Citizens have spoken, written and presented significant documented evidence for Charterwood’s denial. Charterwood’s location on a transit corridor is not reason enough to ignore every other measure of acceptability and accountability. We want everyone to know that approving Charterwood means you support:
• Denying protest-petition rights and lot gerrymandering: State law requires a super majority to approve rezoning when a valid protest petition is filed. Residents submitted a certified petition and Charterwood did not receive the super-majority vote needed. Yet, it was not approved and not denied. How then, can a protest petition ever have a true bearing on a vote’s outcome?
The developer then moved the rezoning lines by as little as five feet, so abutting neighbors were outside the boundary to file a new protest petition. This maneuver deprived citizens of their rights and quashed the spirit of the state protest-petition law. Is this a Chapel Hill value you support?

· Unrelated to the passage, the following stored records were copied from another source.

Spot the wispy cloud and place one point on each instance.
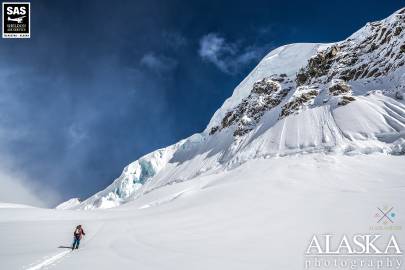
(17, 188)
(158, 63)
(174, 40)
(229, 57)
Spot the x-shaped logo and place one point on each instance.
(386, 215)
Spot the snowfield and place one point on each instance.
(311, 142)
(260, 215)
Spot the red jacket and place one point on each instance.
(79, 233)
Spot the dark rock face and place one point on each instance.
(370, 56)
(339, 89)
(399, 95)
(297, 103)
(373, 52)
(265, 95)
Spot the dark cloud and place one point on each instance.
(228, 57)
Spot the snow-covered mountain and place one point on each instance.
(344, 97)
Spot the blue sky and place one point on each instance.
(101, 83)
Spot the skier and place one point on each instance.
(77, 236)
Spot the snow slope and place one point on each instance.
(260, 215)
(311, 142)
(69, 204)
(343, 97)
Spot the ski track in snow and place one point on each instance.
(49, 261)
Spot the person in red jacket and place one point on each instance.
(78, 234)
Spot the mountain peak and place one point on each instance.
(344, 98)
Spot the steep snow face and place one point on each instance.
(69, 204)
(132, 178)
(346, 97)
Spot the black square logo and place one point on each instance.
(16, 20)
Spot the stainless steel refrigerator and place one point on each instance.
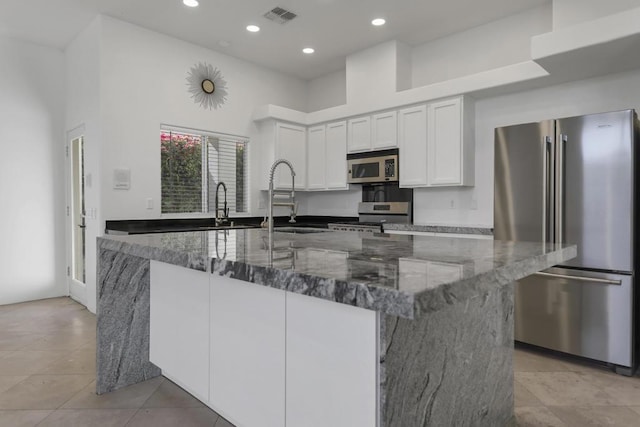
(574, 180)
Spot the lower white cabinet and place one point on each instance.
(332, 366)
(179, 326)
(263, 357)
(247, 352)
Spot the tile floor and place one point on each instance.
(47, 378)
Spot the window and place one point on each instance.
(192, 165)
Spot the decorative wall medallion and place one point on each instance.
(207, 86)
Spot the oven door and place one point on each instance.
(373, 169)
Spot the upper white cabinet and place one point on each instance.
(290, 144)
(436, 144)
(384, 130)
(450, 145)
(412, 135)
(327, 157)
(359, 134)
(316, 157)
(336, 156)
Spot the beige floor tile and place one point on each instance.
(27, 362)
(530, 361)
(586, 416)
(43, 391)
(8, 381)
(22, 418)
(88, 417)
(536, 417)
(66, 340)
(171, 417)
(563, 389)
(133, 396)
(223, 423)
(626, 390)
(11, 340)
(169, 395)
(523, 397)
(77, 362)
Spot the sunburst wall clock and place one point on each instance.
(207, 86)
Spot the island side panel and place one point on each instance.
(123, 321)
(450, 367)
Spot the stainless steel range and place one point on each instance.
(381, 203)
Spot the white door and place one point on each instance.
(445, 142)
(359, 134)
(336, 156)
(316, 160)
(412, 135)
(291, 145)
(384, 130)
(76, 224)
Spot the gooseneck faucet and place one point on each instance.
(292, 195)
(225, 211)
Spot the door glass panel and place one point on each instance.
(78, 211)
(365, 170)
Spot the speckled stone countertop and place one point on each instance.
(440, 228)
(402, 275)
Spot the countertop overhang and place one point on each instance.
(394, 274)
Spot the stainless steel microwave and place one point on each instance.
(375, 166)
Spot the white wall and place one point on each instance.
(144, 84)
(327, 91)
(83, 115)
(32, 254)
(570, 12)
(474, 206)
(503, 42)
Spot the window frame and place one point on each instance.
(205, 196)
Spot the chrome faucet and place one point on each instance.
(225, 210)
(292, 195)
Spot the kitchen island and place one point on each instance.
(389, 330)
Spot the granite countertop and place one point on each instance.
(402, 275)
(441, 228)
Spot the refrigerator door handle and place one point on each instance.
(580, 278)
(562, 139)
(547, 189)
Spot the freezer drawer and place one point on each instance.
(578, 312)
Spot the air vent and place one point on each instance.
(280, 15)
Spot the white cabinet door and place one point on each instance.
(179, 326)
(412, 134)
(445, 142)
(291, 145)
(384, 130)
(359, 134)
(248, 352)
(336, 156)
(332, 364)
(316, 158)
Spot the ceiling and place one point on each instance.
(335, 28)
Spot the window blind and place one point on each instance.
(194, 162)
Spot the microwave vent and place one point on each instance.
(280, 15)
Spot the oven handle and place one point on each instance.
(580, 278)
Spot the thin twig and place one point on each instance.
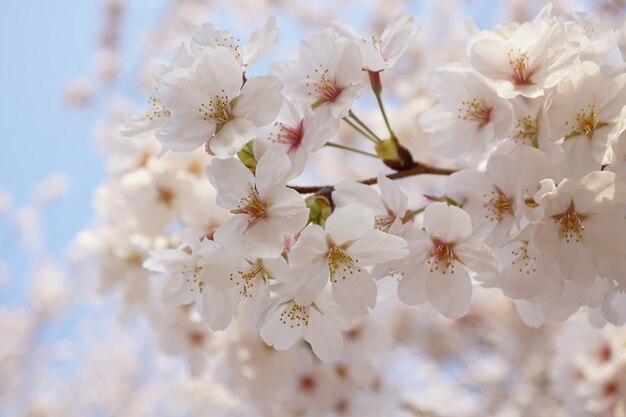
(363, 125)
(417, 169)
(361, 131)
(347, 148)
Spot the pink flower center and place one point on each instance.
(521, 70)
(252, 206)
(340, 264)
(326, 89)
(295, 315)
(498, 205)
(291, 136)
(475, 111)
(571, 224)
(441, 257)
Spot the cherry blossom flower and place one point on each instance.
(381, 53)
(498, 199)
(581, 227)
(584, 112)
(339, 253)
(390, 206)
(441, 256)
(199, 272)
(470, 115)
(327, 74)
(534, 58)
(318, 321)
(296, 133)
(260, 43)
(265, 210)
(211, 105)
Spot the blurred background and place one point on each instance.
(68, 67)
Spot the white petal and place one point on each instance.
(476, 256)
(577, 264)
(376, 247)
(450, 294)
(395, 200)
(310, 247)
(412, 287)
(323, 335)
(354, 292)
(232, 137)
(349, 223)
(232, 180)
(447, 223)
(272, 172)
(260, 100)
(277, 333)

• Undoing a long tradition of neighborhood and environmental protection: By approving a towering, dense project abutting low-density and low-lying Northwoods V and Parkside. By an indifferent attitude to the future crisis at Lake Ellen and Eastwood Lake, which will likely fill in with sediment from Charterwood’s runoff. By advising those neighborhoods that council will not protect them from these impacts. By approving a project that paves over headwater streams of Booker Creek, significantly decreasing water quality, increasing sediment loads and putting dozens of old growth trees at risk.
• Acting against the guidelines of the 2000 and 2020 Comprehensive Plans: The high densities proposed are in direct opposition to the Town’s NATF report and the 2000 plan. The new 2020 plan endorses citizen participation in planning decisions. Countless citizens have repeatedly objected to Charterwood.
• Endorsing a repeat of errors made in the East 54 development design: The project is too tall, too close to the road, and has a lackluster design not worthy of its location at one of the main gateway entrances to town. Approval would fail to encourage developers to work with neighbors on solutions that complement surrounding areas. The opposition is not antidevelopment. We simply are pro-vision – something that is sorely lacking in this project.
Many of these circumstances apply not only to Charterwood, but also to other pending large developments. Carolina Flats, Obey Creek, The Retreat, Bicycle Apartments and The Edge will impact countless residents who are relying on you to ensure their rights and the integrity of process are protected and that you’ll keep 2020’s promise to citizens that our principles and quality of life will be respected.
To Council members Czajkowski, Easthom, Harrison and Storrow, who recognize problems with this project and voted against it, we appreciate your understanding of the issues and your support of all citizens who seek excellence in new development.
To Mayor Kleinschmidt and Council members Bell, Pease, Rich and Ward, who have not been swayed by citizens’ protests, we urge you to take the time to reconsider whether this project reflects your values and priorities and the ones that you were elected to represent.